Thursday, September 13, 2007

International Herald Tribune Editorial - A virus among honeybees

International Herald Tribune Editorial - A virus among honeybees
Copyright by The International Herald Tribune
Published: September 12, 2007


Last week, scientists reported having found a possible cause of the collapse of honeybee populations in the Untied States reported in the past year. What is interesting isn't just the virus, called Israeli acute paralysis virus, but the use of new methods of genetic screening to determine what pathogens the bees in collapsed colonies had been exposed to. Researchers were able to quickly screen the DNA from all the organisms present in the bees and compare them with the DNA in genomic libraries, a catalog of known organisms. Bees from collapsed hives had the virus. Healthy bees did not.

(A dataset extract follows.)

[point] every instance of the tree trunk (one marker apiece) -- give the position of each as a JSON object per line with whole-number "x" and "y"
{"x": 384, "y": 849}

Two other factors may also have played a role in this die-off. One is drought. The other - still unproved - may be the commercial trucking of bees from crop to crop for pollination, a potential source of stress. These may have made bees more vulnerable to the effects of this virus.

In some ways, this newly reported research seems all the more important given all the speculation about what has been killing off the honeybees. These hive losses have inspired a kind of myth-making or magical thinking about their possible environmental origins. The suspected culprits include genetically modified crops and cell phones, to name only two.

Causation is a rigorous concept in science. It is vastly simpler in the popular imagination. Blaming cell phones and genetically modified crops for the death of bees is a way, mainly of saying that we are worried - not only about the death of creatures both benign and beneficial to us, but also about technology's effect on our world.

Causation, in the nonscientific sense, is just a way of organizing our worries.